It is important that NYSOA members contact the legislators identified on the attached document to share their opposition to this proposal. This message is brought to you by the NYSOA and was forwarded to my SUNY Optometry E-mail and is NOT an original article by OptometryStudents.com
If you are a pre-optometry student applying to optometry school and you are looking to strengthen your application and make a positive difference then this article is for you. It really says something about your passion for optometry (and your knowledge of managed care) if you follow the instructions below and contact your assembly member to voice your opinion. Any admissions committee would be impressed if you called your assembly member to voice your concerns about Medicaid cuts and acutally made a positive difference for the profession. If you are a pre-optometry student then this message is for you!
A message from the NYSOA
NYSOA, the New York State Optometric Association, is joining the long list of fellow advocacy groups that are fighting any proposal to cut ‘optional’ services in Medicaid. As with the other potentially vulnerable services, there is nothing “optional” about vision care—a service that can mean the difference between success and failure at school and on the job. Please call today to make sure that optional services are not cut in the budget.
We are asking you to take action at once, today if possible:
Say No To Cuts To Medicaid “Optional” People And Care!
Call the Following Albany Leaders Today!
Your Senator and Assembly member
Here is the message:
I am a practicing optometrist, calling from (your locality) to tell you that cutting Medicaid Optional services, including vision care, from Medicaid, is not an option you should consider.
Background: New York State legislators have been discussing whether the Legislature should eliminate optional Medicaid services in New York as a way to close the State’s $3.1 billion deficit. The proposal, which does not specifically identify the benefits that would be excluded, could impact coverage of essential services, and may not actually even save significant New York State funds.

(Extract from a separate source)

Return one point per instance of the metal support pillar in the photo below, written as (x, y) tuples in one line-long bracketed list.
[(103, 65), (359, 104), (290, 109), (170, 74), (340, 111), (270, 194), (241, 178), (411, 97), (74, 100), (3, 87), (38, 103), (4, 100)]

While states do not have to cover optional services as a condition of their participation in the Medicaid program, many optional services are central to the program and the population it serves. For example, optional Medicaid services include:
• Prescription drugs
• Dental services
• Care furnished by licensed practitioners such as psychologists and podiatrists
• Nurse practitioner and private duty nursing services
• eyeglasses and optometric services
• Speech, hearing, and language therapy
• Physical and occupational therapy
• Personal services
• Certain types of long-term care services including respiratory care services
Here’s what others have said about the elimination of these services:
Albany, NY – Advocates from across the state called upon state elected officials not to pass devastating cuts in the safety-net that will jeopardize New York’s health and safety. Cuts to people and services will cause an immediate skyrocketing of much more intensive and expensive Medicaid hospital and nursing home costs to the State and the counties. In addition, the State will also sacrifice federal dollars that flow into our local communities and create jobs.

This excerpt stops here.